The shareholders are entitled to attend the General Meeting in person or by a proxy. Shareholders are entitled to address the General Meeting and to be accompanied by an adviser and to give the adviser the right to address the General Meeting and to require information from the Board and from the Group CEO in accordance with the provisions of the Norwegian Public Limited Companies Act. Shareholders are also entitled to have matters considered by the General Meeting and of which the party in question has given the Board written notification at least 7 days before the deadline for sending the Notice of Meeting convening the General Meeting, along with a proposed resolution or stating the grounds for putting the matter on the agenda. Shareholders are also entitled to submit alternatives to the resolutions proposed by the Board in connection with the matters which these bodies have submitted to the General Meeting along with a proposed resolution for adoption.

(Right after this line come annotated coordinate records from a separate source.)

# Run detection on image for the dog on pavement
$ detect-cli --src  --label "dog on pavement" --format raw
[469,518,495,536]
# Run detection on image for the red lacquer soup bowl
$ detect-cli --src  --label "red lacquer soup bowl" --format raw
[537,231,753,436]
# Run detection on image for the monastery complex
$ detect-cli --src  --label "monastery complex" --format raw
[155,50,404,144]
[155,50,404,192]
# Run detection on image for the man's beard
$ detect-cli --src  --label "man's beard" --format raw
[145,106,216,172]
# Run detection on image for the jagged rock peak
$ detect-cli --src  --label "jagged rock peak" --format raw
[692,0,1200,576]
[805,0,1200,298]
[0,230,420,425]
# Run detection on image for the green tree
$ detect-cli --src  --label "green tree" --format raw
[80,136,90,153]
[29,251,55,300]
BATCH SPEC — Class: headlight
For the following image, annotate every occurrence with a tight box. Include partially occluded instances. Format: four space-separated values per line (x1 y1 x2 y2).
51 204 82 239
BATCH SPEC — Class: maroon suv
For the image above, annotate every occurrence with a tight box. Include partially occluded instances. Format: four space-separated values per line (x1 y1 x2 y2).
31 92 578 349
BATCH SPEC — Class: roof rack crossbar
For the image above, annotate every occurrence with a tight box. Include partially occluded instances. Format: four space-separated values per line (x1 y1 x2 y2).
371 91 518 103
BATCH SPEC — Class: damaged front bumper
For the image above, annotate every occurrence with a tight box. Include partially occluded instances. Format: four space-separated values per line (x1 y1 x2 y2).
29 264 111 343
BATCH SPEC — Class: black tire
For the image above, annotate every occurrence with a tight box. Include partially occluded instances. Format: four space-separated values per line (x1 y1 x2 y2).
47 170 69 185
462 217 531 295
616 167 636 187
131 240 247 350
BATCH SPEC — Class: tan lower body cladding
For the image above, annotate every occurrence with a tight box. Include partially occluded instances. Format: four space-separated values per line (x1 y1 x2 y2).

Shareholders who wish to attend the Extraordinary General Meeting are asked to notify the Company by sending the enclosed Attendance Slip to the address on the slip and within the deadline stated therein. Shareholders who cannot attend the Extraordinary General Meeting can be represented by a proxy. In such case, written authorisation must be presented. Enclosed are a Form of Authorisation and an Attendance Slip which can be used.

The Form of Proxy (authorisation) and voting instructions can be accessed on the Company's website www.griegseafood.no.

The deadline for returning the Attendance Slip/Form of Proxy and advance voting is 10:00 am on 19 March 2020.

This Notice of Meeting can be accessed at the Company's website: www.griegseafood.no.